San Diego, California.
Ne sono innamorata. Dalla prima volta che ho posato i miei piedi in quell’International Airport, situato su una lingua d’oceano, tra Point Loma e la città.

Non è vero ne sono innamorata da prima.

Era il 2001 e appena laureata mi sono regalata il viaggio da Sogno: California. Il pretesto: un corso d’inglese. La ragione: una pulsione, non più evitabile, a mettere piede nella Land of dreams.

Perché San Diego? Avrei potuto scegliere San Francisco. Sì, ma non l’ho fatto. Mi ispirava, ma non fino in fondo. Troppo tortuosa. Troppo impegnata. Avrei potuto scegliere Los Angeles. Ho scartato anche la mecca delle mie passioni: cinema e serie televisive. Troppo caotica.

Ho scelto San Diego seguendo la mia “pancia”, il mio “sentire”: lì dovevo andare. E il mio respiro si quietava. E diventava gioioso. San Diego. La città di confine, la città con una natura immensa che ti si getta addosso, la città che “non sembra di stare negli Stati Uniti” ma che al tempo stesso ne è figlia orgogliosa e patriottica.

San Diego è un mondo di colori, vegetazione e spazi che ti si offrono come un sorprendente regalo che non smetti mai di scartare: è come passeggiare per le vie di Parigi o di Roma, dove non puoi non impressionarti per la magnificenza delle opere d’arte. Al contrario San Diego non ne ha nemmeno una di bellezza architettonica, ma non ne avverti l’esigenza, non te ne faresti nulla: la natura è il vero capolavoro.
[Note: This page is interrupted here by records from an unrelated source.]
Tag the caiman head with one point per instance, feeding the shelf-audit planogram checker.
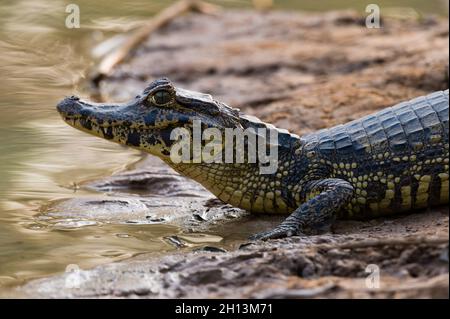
(146, 122)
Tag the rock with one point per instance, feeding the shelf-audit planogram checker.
(301, 72)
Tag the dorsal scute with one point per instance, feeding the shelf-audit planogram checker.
(285, 138)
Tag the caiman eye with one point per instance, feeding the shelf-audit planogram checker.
(161, 97)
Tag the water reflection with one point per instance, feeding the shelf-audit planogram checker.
(43, 159)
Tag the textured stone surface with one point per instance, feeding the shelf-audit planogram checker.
(301, 72)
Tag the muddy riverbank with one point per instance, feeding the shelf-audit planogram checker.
(298, 71)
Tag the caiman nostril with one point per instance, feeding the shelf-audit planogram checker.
(68, 104)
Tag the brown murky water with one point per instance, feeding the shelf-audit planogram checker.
(43, 159)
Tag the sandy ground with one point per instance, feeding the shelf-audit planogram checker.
(301, 72)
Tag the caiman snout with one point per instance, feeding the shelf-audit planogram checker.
(69, 106)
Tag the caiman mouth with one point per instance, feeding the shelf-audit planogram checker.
(95, 119)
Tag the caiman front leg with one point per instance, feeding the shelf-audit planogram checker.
(332, 195)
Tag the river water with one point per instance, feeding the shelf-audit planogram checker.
(42, 159)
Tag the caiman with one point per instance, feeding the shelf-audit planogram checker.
(390, 162)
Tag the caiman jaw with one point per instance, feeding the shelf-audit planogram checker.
(133, 124)
(87, 117)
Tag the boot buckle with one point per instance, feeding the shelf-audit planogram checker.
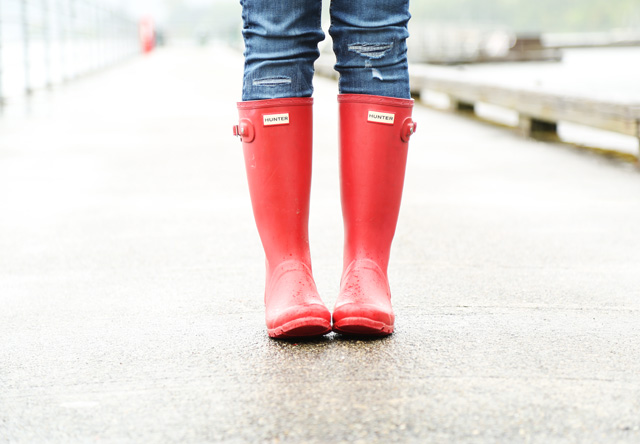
(244, 130)
(408, 129)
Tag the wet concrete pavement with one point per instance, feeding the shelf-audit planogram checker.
(131, 280)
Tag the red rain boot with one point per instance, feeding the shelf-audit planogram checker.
(276, 136)
(374, 136)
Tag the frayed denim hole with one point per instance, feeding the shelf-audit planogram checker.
(272, 81)
(370, 50)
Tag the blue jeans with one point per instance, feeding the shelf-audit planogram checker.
(281, 43)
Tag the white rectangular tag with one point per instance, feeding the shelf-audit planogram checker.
(378, 117)
(275, 119)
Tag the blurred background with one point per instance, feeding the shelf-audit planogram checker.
(585, 48)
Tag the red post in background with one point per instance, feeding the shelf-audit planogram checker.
(147, 34)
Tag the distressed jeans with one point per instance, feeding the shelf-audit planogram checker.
(281, 44)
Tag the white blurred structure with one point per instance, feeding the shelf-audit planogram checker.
(45, 42)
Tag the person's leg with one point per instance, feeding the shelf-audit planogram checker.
(276, 130)
(375, 127)
(281, 43)
(369, 40)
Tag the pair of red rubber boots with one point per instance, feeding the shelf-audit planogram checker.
(277, 144)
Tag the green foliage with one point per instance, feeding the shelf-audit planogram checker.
(534, 15)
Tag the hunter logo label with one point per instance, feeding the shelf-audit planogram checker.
(275, 119)
(378, 117)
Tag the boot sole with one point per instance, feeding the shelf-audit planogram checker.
(301, 328)
(362, 326)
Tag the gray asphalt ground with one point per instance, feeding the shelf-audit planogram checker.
(131, 279)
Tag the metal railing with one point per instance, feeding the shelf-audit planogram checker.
(48, 42)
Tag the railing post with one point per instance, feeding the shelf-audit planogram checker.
(25, 46)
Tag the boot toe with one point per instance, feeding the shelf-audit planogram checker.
(363, 319)
(300, 321)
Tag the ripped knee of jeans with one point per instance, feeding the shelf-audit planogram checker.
(272, 81)
(370, 50)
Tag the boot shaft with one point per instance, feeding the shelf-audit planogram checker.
(277, 139)
(374, 136)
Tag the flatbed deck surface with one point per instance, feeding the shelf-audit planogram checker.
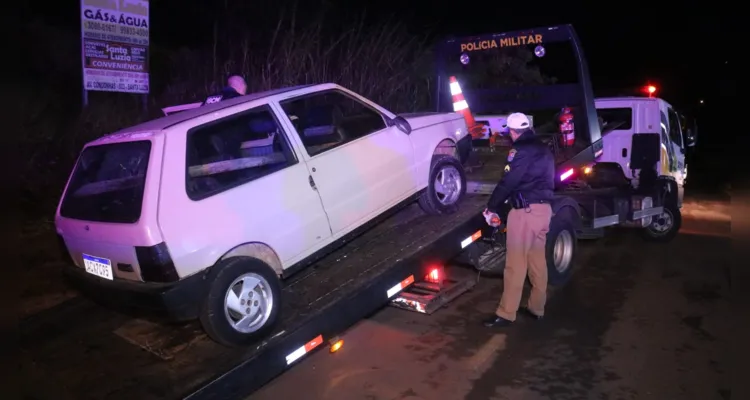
(81, 350)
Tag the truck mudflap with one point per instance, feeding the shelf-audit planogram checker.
(437, 289)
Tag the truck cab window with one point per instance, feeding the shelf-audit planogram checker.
(675, 130)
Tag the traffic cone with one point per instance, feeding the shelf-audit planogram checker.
(460, 105)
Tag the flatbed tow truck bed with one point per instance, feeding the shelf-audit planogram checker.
(81, 350)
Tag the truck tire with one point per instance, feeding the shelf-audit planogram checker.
(664, 227)
(243, 301)
(446, 174)
(561, 246)
(489, 260)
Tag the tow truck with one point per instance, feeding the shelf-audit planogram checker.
(81, 350)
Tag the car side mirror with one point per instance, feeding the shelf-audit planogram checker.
(402, 124)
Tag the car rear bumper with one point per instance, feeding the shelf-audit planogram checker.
(464, 147)
(178, 301)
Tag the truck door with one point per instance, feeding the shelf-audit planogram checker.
(678, 145)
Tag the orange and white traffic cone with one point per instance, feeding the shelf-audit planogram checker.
(460, 105)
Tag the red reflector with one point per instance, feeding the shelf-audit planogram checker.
(566, 174)
(435, 275)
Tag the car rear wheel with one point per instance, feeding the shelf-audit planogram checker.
(243, 301)
(446, 186)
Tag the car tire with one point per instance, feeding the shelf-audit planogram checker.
(561, 247)
(260, 302)
(664, 227)
(450, 170)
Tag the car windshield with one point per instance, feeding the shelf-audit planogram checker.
(108, 183)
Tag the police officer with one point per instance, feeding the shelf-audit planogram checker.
(528, 185)
(236, 87)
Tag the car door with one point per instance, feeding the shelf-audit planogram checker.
(359, 164)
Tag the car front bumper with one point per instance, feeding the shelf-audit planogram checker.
(178, 301)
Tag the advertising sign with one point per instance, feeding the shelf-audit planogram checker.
(114, 45)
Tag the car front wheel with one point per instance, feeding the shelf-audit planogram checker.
(446, 186)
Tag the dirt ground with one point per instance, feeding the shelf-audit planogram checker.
(637, 321)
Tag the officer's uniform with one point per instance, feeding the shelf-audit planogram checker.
(528, 184)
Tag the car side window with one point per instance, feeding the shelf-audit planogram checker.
(326, 120)
(235, 150)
Ce n’è per tutti: da Pacific Beach, spiagge cool e non attrezzate (scordatevi gli scempi ansiogeni di lettini e sdraio della nostra Versilia e Riviera romagnola) dove ad ogni torretta è assegnato un vero baywatch, a Mission Beach, lembo di terra e oceano più protetta dai venti, dove si fa jogging, si va con i rollerblades, si gioca a basket, a beach volley, i bimbi imparano a nuotare, le mamme vanno in bicicletta, gli innamorati passeggiano.
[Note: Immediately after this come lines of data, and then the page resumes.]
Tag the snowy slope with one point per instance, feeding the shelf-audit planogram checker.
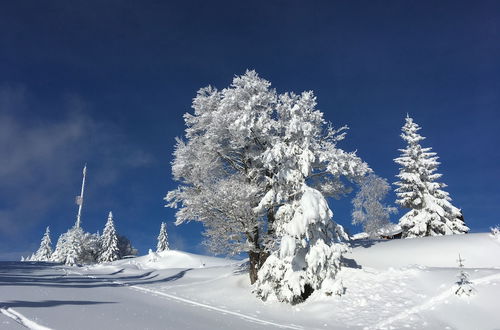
(390, 285)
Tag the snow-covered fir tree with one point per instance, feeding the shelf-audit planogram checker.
(162, 238)
(255, 168)
(431, 212)
(368, 207)
(69, 247)
(125, 247)
(44, 252)
(463, 287)
(76, 247)
(109, 242)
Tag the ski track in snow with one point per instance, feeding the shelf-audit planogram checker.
(221, 310)
(428, 304)
(198, 304)
(22, 320)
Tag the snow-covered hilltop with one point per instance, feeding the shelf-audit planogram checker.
(390, 284)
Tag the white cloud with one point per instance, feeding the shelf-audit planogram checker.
(40, 157)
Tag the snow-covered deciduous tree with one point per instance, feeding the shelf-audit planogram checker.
(463, 287)
(368, 207)
(431, 212)
(44, 252)
(249, 152)
(109, 242)
(162, 238)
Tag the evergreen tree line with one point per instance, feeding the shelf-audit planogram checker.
(76, 246)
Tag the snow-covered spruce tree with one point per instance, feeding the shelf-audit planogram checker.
(69, 247)
(76, 247)
(307, 164)
(44, 252)
(109, 242)
(229, 172)
(162, 238)
(431, 212)
(125, 247)
(368, 208)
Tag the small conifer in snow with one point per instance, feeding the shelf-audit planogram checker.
(44, 253)
(431, 212)
(463, 285)
(162, 239)
(495, 232)
(109, 242)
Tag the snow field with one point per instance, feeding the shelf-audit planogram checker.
(390, 285)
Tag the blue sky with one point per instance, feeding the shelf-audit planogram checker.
(107, 82)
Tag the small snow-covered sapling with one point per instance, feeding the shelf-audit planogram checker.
(463, 285)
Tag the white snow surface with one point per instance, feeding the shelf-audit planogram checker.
(392, 284)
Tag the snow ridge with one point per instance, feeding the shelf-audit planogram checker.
(21, 319)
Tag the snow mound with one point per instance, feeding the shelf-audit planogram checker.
(478, 250)
(172, 259)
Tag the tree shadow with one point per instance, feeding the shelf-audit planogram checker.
(366, 243)
(350, 263)
(16, 274)
(49, 303)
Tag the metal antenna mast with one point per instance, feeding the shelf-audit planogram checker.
(79, 199)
Poi c’è La Jolla, -famosissima per le foche e i surfisti-, residenziale e snob, spesso nebbiosa. Non è il mio luogo preferito: è troppo turistica.
Ugualmente turistica ma imperdibile è Coronado: ci si arriva lasciando Downtown e prendendo l’Interstate 5 (la mitica che collega Los Angeles con Tijuana), si esce e si deve attraversare il Coronado Bridge (emozionante da morire). Coronado è la ricchezza fatta a località. Tutto è curato, bello, imponente, elegante (l’eleganza statunitense non ha nulla a che fare con quella europea, ricordatelo, solo così non ne rimarrete delusi): ovviamente meta turistica per eccellenza, ma assolutamente da fare è una visita al Coronado Hotel. Qui Marilyn Monroe interpretò “Someome likes hot” (A qualcuno piace caldo). L’hotel è sempre popolato da turisti e curiosi.
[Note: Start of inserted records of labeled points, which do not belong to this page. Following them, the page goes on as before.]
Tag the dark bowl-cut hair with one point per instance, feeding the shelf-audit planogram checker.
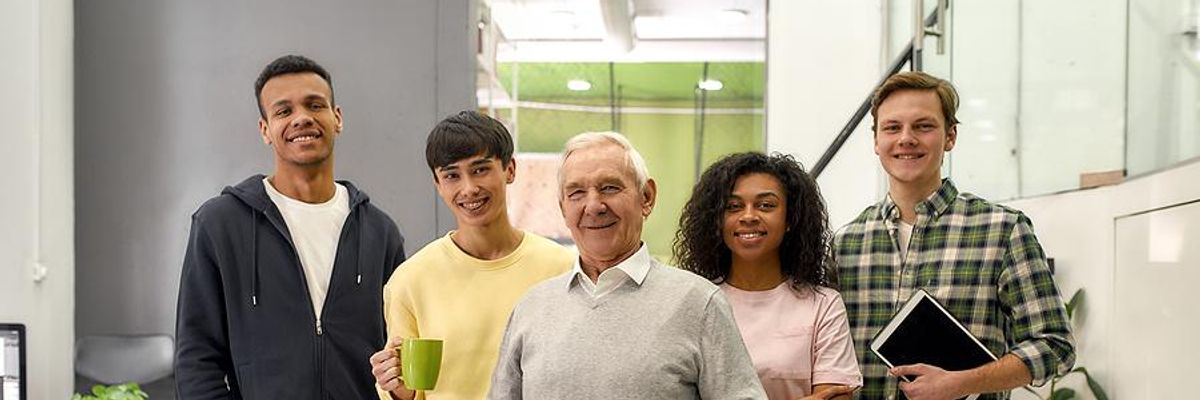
(285, 65)
(804, 254)
(463, 135)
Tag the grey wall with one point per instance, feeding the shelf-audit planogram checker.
(166, 118)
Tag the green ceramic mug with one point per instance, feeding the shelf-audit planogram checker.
(420, 363)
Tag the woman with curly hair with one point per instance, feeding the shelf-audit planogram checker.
(756, 225)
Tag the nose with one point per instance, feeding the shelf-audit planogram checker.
(748, 215)
(594, 204)
(471, 184)
(303, 119)
(907, 137)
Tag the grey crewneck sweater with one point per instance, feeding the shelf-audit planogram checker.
(671, 338)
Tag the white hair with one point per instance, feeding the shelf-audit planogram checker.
(587, 139)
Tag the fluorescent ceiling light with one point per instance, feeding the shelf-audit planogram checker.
(579, 85)
(733, 16)
(711, 84)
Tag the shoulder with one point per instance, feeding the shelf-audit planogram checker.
(858, 225)
(220, 207)
(547, 293)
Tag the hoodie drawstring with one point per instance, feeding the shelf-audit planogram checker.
(253, 254)
(358, 263)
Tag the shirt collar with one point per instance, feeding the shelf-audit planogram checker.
(935, 204)
(636, 267)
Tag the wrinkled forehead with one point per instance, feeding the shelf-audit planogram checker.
(597, 162)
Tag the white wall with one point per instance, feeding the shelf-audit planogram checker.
(822, 61)
(37, 209)
(1078, 230)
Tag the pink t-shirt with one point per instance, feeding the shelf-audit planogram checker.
(796, 338)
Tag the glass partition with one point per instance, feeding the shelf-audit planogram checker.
(1056, 90)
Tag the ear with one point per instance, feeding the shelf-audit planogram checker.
(510, 171)
(648, 196)
(952, 136)
(337, 115)
(262, 131)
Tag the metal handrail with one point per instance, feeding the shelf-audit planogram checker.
(905, 57)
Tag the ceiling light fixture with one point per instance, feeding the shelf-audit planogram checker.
(579, 85)
(711, 84)
(733, 16)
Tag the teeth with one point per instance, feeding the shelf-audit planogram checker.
(473, 206)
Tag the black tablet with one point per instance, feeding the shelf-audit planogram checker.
(924, 333)
(12, 362)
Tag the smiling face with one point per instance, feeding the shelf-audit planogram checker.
(474, 189)
(603, 206)
(755, 218)
(911, 138)
(301, 120)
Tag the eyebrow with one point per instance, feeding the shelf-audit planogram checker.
(309, 97)
(760, 195)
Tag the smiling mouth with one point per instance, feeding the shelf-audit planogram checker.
(305, 137)
(473, 206)
(597, 227)
(749, 236)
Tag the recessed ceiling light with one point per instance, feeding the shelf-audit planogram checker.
(733, 16)
(711, 84)
(579, 85)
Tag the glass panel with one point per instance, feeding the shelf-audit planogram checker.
(985, 73)
(1164, 90)
(1072, 91)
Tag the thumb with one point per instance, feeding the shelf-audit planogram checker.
(912, 370)
(831, 392)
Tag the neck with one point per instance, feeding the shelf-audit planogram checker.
(309, 185)
(490, 242)
(755, 274)
(907, 195)
(593, 267)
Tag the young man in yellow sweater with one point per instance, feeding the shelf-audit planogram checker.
(462, 287)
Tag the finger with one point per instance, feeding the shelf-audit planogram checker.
(915, 369)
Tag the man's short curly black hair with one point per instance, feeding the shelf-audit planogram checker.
(804, 255)
(463, 135)
(285, 65)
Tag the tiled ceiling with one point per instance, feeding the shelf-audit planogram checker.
(663, 30)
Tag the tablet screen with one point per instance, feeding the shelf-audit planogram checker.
(925, 333)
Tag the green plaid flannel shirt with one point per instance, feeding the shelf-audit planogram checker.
(979, 260)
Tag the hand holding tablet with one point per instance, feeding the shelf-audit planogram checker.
(924, 333)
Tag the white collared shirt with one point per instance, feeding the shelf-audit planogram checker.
(633, 268)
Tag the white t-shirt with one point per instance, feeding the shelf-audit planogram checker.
(316, 230)
(905, 234)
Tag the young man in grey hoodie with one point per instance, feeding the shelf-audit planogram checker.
(282, 282)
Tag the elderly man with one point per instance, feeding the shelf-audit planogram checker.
(619, 324)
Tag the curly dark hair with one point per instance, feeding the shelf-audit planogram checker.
(804, 255)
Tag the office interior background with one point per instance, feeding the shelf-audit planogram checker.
(123, 117)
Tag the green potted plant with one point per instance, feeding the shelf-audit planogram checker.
(1057, 393)
(115, 392)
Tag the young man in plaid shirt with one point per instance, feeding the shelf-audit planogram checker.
(981, 260)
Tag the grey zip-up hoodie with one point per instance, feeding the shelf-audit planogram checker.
(245, 324)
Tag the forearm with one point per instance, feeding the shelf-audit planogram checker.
(1005, 374)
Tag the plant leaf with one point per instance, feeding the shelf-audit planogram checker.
(1075, 299)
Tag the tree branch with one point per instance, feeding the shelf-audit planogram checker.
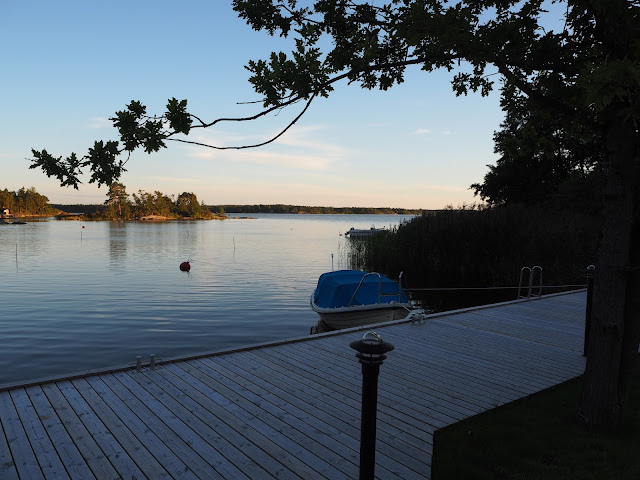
(242, 147)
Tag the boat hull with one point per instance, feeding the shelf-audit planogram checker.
(357, 315)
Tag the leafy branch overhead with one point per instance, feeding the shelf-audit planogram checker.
(371, 44)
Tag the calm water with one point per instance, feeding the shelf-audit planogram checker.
(74, 299)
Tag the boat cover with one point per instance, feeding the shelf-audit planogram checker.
(335, 289)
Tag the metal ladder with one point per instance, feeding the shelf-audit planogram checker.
(531, 271)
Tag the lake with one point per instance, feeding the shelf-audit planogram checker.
(84, 295)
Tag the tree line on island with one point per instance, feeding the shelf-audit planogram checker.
(119, 205)
(25, 201)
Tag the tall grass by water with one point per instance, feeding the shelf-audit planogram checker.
(481, 248)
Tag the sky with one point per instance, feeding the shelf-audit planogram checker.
(67, 66)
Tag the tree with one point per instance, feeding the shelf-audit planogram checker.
(117, 198)
(187, 205)
(542, 157)
(586, 72)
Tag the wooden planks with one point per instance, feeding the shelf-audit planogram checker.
(291, 410)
Downtown è piccina – rispetto alla media delle grandi città Usa- e in linea con le altre però è molto vissuta di giorno, ma poco consigliabile la sera, se non the Gaslamp Quarter, il quartiere dei locali. Pochi e non eccezionali.
Se cercate Milano, i suoi locali, gli happy hour, la selezione all’ingresso a San Diego siete nel posto sbagliato. San Diego è molto easy e applica quotidianamente il principio “Stay cool, be light”.
Ed è fantastico. E lo dico da milanese convinta, che ama la sua città e gli aperitivi, e il Parco Sempione e la nevrosi lavorativa.

San Diego è un respiro diverso, è il sorriso delle persone la mattina che, sconosciute, incontrandoti per strada ti dicono “Hi, good morning”. E’ il luogo in cui se ci nasci hai davvero un fortuna sfacciata.

Un piccolo assaggio del mio Amore per questa città, in cui per la quarta volta sono tornata quest’estate e dove – chissà, magari un giorno- vivrò.